Many nights, the e-mails from his boss arrived between 2:30 and 4:30 a.m. — "no man's land," in Michael Bodnar's words.
"I wouldn't know if he was starting his workday wicked early, or if he hadn't gone to sleep yet — or if he never slept," said Bodnar, a data center manager from Ashland, Mass.
"He used it to strategic advantage," said Bodnar, who has moved on from the vampire boss but remains agitated at the memory. "He would draw you into something in the middle of the night. He'd plant a seed of doubt."
Even as some U.S. firms boast about policies that encourage workers to unplug — allowing unlimited vacation time, for example, or discouraging after-hours e-mails — many workers like Bodnar say they are afraid to go offline. The employee who sleeps through a 3 a.m. e-mail risks losing out on business.

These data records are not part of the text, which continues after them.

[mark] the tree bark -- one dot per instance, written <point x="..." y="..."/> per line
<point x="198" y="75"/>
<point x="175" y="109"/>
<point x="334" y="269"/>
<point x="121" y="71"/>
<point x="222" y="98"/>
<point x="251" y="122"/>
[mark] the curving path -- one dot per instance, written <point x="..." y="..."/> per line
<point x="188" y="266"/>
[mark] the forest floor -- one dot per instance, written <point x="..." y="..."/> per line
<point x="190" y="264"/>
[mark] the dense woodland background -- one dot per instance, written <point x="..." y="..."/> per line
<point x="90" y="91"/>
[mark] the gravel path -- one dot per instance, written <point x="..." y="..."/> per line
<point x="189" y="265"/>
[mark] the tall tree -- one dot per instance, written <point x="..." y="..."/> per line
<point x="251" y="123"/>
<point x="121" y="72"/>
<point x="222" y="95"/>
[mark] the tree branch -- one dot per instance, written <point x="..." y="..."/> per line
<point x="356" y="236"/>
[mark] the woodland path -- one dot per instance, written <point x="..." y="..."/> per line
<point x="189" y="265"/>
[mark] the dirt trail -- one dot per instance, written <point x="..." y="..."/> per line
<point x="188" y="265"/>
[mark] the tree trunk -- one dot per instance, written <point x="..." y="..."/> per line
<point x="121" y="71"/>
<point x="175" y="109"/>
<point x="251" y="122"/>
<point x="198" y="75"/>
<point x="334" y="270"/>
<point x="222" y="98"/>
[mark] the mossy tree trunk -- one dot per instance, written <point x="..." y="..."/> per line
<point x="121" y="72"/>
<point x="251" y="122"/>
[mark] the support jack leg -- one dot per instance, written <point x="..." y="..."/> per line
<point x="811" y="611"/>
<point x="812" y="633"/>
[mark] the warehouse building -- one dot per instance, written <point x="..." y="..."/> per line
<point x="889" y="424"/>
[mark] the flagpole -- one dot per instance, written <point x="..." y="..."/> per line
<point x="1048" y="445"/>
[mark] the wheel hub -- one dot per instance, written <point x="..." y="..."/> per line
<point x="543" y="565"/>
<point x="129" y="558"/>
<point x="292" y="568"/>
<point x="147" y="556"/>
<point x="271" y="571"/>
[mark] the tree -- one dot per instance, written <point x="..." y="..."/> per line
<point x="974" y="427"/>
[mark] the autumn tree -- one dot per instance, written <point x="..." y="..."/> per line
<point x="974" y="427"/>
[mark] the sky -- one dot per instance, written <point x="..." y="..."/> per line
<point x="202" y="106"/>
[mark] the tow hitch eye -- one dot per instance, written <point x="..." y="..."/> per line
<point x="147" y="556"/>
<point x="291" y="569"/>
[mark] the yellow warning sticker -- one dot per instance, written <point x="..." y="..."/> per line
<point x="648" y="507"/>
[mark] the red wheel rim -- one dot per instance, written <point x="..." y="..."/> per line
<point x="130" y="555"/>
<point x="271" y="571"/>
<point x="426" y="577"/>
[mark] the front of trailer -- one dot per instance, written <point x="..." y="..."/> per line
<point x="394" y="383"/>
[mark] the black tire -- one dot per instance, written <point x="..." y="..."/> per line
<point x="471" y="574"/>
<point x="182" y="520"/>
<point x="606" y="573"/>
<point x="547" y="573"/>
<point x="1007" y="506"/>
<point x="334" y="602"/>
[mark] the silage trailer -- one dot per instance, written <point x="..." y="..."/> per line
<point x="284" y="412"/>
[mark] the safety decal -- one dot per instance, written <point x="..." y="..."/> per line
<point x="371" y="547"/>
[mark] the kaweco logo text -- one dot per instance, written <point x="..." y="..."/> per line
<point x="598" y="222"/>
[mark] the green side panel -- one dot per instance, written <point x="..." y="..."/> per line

If only they lived in France. Last month, labor unions and corporate representatives there agreed to limit after-hours e-mails. The agreement, which would give workers an 11-hour e-mail-free window, aims to improve work-life balance. Word of the French e-mail limits went viral in the United States, where work is increasingly encroaching on the rest of life, one message at a time.
More than four of 10 cellphone-owning adults have slept near their phones so that they don't miss a text or an e-mail, according to 2012 data from the Pew Internet Project.
Statistics on the volume of late-night work-related e-mails are hard to come by, but one thing is clear: Middle-of-the-night e-mailing is a source of stress — on both sides of the "send" button.
Consider Liz Cohen, executive director of Families First Parenting Programs in Cambridge, Mass., and a bad sleeper. She's also a boss who often sends e-mails at 3 a.m.